Legal RAG systems fail on irrelevant context. Use hybrid retrievers, re-ranking, clause-aware chunking

Optimize for TTFT

Consider:

  • fast small models for retrieval

  • streaming generation

  • caching for long documents

  • batching efficiently

Avoid hallucinations

For many questions the correct answer is JSON null (deterministic types) or a natural-language statement such as "There is no information on this question in the provided documents." (free_text). Return an empty retrieved_chunk_pages array in both cases.

Telemetry correctness matters

Malformed telemetry destroys your score even if the answer is good.


8. Prize Categories

Expected categories include:

  • 1st–3rd overall places

  • Speed Champion (lowest TTFT)

  • Efficiency Expert (best score/token ratio)

  • Retrieval Master (highest grounding score)

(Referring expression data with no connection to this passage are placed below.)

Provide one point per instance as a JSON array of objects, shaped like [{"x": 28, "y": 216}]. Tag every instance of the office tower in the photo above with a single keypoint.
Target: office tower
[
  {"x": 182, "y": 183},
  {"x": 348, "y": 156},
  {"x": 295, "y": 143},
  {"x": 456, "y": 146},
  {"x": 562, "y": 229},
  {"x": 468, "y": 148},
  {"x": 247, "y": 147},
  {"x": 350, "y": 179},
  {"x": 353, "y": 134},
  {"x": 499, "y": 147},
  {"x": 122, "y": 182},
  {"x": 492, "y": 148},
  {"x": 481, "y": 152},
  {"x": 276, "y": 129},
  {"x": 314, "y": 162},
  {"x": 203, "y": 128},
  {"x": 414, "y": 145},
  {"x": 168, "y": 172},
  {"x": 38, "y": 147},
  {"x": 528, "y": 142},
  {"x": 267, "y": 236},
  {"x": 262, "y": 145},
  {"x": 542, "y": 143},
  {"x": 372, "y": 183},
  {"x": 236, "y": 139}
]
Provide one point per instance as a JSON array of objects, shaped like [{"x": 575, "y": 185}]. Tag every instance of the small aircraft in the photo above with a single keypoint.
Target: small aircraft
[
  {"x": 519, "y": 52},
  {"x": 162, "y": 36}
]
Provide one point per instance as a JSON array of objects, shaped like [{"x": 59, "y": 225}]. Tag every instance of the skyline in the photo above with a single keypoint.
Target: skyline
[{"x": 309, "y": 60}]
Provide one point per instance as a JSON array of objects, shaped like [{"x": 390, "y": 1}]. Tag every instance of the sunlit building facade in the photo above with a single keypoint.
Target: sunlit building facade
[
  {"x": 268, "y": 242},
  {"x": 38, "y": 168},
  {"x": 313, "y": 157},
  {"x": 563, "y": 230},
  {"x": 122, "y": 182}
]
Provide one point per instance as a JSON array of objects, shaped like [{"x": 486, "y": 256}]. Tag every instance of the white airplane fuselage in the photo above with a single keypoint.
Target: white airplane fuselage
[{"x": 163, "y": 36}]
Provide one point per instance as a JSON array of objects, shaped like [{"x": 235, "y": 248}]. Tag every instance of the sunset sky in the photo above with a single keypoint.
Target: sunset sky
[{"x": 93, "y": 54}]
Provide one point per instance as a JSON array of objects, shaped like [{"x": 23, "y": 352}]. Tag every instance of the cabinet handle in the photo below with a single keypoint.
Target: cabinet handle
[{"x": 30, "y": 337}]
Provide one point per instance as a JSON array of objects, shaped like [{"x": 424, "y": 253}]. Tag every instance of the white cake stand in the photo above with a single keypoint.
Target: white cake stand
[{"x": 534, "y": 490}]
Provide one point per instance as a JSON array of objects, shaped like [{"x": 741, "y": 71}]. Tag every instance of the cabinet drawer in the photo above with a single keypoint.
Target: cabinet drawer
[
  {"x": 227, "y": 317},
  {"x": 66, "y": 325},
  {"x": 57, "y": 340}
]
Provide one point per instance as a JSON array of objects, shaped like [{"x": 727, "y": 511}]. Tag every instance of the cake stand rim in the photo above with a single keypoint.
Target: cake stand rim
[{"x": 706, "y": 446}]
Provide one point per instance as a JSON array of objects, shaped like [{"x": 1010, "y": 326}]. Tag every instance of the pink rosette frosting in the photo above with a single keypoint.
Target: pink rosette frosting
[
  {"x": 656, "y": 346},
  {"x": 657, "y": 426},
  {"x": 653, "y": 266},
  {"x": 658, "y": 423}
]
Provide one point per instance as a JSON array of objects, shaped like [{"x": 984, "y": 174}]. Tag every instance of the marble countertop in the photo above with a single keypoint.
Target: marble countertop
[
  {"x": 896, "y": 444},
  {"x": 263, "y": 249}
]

  • Best Publication (blogpost/video)

Teams may win multiple prizes.


9. Final Advice

This challenge rewards engineering rather than brute force.
Strong teams typically:

  • build robust ingestion pipelines

  • chunk carefully

  • test retrieval thoroughly

  • optimize latency pragmatically

  • keep answers short, grounded, and legally faithful

  • verify telemetry early and often

If you treat this like a real production RAG system, you will perform well.